Edinburgh-based Craneware, a software firm that specializes in the US healthcare market, said its revenue increased 11% to $49.8 million and profit before tax increased by 10% to $13.9 million in the year to June 30.
But Craneware warned in its overview of the year: “While the need to address the healthcare requirements of an ageing population grows more urgent, the growing cost of US healthcare is unsustainable.
“Hospital operating margins continue to be under pressure and there is still significant waste and inefficiency in the system …
“While hospital leadership teams are focusing on controlling costs and increasing levels of care, consumers are facing ever increasing out-of-pocket costs as the healthcare model shifts a significant proportion of the payment responsibility to the patient, via high deductible plans.”
Craneware chairman George Elliott said the firm’s services spanned the breadth of the US healthcare provider landscape, from the smaller rural hospitals to multi-hospital groups.

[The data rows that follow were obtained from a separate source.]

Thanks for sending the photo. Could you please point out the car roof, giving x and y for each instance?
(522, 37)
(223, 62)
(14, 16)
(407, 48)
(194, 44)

“Sales across all strata were strong in the year and it was particularly pleasing to see two significant sales successes into two large hospital groups,” said Elliott.
“These $7.5 million and $8 million contracts demonstrate the value and importance these groups attribute to the Craneware software solutions in assisting them to protect their operating margins while delivering improved outcomes for all.
“The US healthcare market continues to evolve as predicted towards value-based care.
“The group’s strategy is to expand its offerings, providing deeper insight into a broad range of a hospital’s operations, analysing and managing data from across the organisation.
“Our solutions will enable providers to improve margins and enhance patient outcomes so the hospitals can provide quality care to their communities.
“To achieve this, we will continue to utilise a combination of in-house development expertise, partnerships and targeted acquisitions to expand our offering.”